Point of Sale Safe Harbor. Subject to the satisfaction of certain enumerated criteria, the proposed Point of Sale Safe Harbor is intended to protect arrangements that include point-of-sale price reductions offered by manufacturers on certain pharmaceutical products that are payable under Medicare Part D or by Medicaid MCOs. Such criteria include the following (i) any price reduction arrangement between a manufacturer and a Plan Sponsor or a PBM be set in advance, (ii) in order to be considered a “rebate” subject to safe harbor protection, a manufacturer price reduction arrangement must allow a dispensing pharmacy to receive the full value of the price reduction through a chargeback or a series of chargebacks or as otherwise required by law; and (iii) the manufacturer’s price reduction that has been passed to the dispensing pharmacy must be entirely passed through to consumers at the time that they receive their medications from the dispensing pharmacy – i.e., at the point of sale.

PBM Safe Harbor.
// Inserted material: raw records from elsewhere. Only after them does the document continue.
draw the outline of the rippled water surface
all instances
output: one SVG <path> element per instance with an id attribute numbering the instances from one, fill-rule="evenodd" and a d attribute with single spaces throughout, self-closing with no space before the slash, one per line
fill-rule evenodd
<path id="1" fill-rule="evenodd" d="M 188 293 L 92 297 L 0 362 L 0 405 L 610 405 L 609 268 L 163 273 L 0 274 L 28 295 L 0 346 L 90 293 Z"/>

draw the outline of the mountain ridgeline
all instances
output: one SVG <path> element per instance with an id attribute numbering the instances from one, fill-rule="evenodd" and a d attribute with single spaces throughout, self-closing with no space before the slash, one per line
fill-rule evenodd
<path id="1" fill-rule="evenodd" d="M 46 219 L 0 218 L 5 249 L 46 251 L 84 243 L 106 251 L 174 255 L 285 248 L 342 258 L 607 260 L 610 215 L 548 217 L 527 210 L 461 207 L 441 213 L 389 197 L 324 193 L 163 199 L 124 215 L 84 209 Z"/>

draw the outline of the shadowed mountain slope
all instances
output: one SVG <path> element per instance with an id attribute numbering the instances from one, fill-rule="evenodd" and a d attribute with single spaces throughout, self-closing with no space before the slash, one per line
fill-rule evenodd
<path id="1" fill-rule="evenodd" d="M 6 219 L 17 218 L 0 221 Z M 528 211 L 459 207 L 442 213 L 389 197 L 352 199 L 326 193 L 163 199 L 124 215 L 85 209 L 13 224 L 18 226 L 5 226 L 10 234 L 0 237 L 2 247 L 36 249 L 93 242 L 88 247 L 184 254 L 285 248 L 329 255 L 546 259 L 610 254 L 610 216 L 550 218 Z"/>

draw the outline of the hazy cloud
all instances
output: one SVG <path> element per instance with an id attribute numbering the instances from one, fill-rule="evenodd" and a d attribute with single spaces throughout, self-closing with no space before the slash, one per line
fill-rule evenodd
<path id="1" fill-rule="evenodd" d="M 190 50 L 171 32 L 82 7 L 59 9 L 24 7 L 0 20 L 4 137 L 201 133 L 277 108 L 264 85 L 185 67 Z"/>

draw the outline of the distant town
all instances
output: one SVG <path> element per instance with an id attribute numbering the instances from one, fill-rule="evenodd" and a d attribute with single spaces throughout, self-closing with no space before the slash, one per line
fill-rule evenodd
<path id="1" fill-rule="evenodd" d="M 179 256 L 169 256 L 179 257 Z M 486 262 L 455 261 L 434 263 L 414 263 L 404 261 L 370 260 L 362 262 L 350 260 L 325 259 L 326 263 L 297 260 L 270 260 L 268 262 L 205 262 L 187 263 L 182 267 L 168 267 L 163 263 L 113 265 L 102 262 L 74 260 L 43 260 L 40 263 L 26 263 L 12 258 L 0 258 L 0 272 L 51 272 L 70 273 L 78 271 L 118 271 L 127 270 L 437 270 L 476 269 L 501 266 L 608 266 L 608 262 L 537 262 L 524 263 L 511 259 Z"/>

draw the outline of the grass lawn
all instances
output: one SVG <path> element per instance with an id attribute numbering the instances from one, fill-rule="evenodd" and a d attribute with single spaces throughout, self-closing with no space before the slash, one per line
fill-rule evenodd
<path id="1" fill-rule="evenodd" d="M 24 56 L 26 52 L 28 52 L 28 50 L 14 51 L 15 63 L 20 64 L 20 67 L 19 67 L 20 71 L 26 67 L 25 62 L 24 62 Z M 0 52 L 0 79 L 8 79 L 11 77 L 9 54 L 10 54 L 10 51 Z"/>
The PBM Safe Harbor is intended to protect certain fixed fee arrangements between manufacturers and PBMs, so long as such arrangements meet certain criteria. Such criteria include that the fee arrangement is disclosed in writing to each applicable health plan, and the fee arrangement “relate[s] in some way” to the PBM’s arrangements with health plans to provide pharmacy benefit management services.

The Potential Impact. If the Proposed Rule goes into effect, PBMs may be more vulnerable to AKS enforcement actions for discounts that they negotiate with drug manufacturers. In addition, the Pharmaceutical Care Management Association has expressed concern that eliminating rebates could increase drug prices and force Medicare beneficiaries to pay higher premiums and out-of-pocket costs in order to access the prescription drugs they need.

The OIG is currently seeking feedback on the Proposed Rule. Comments are due by April 8, 2019. Once the rule is finalized, the OIG plans to implement the new safe harbors within 60 days of finalization and to amend the existing Discount Safe Harbor as of January 1, 2020.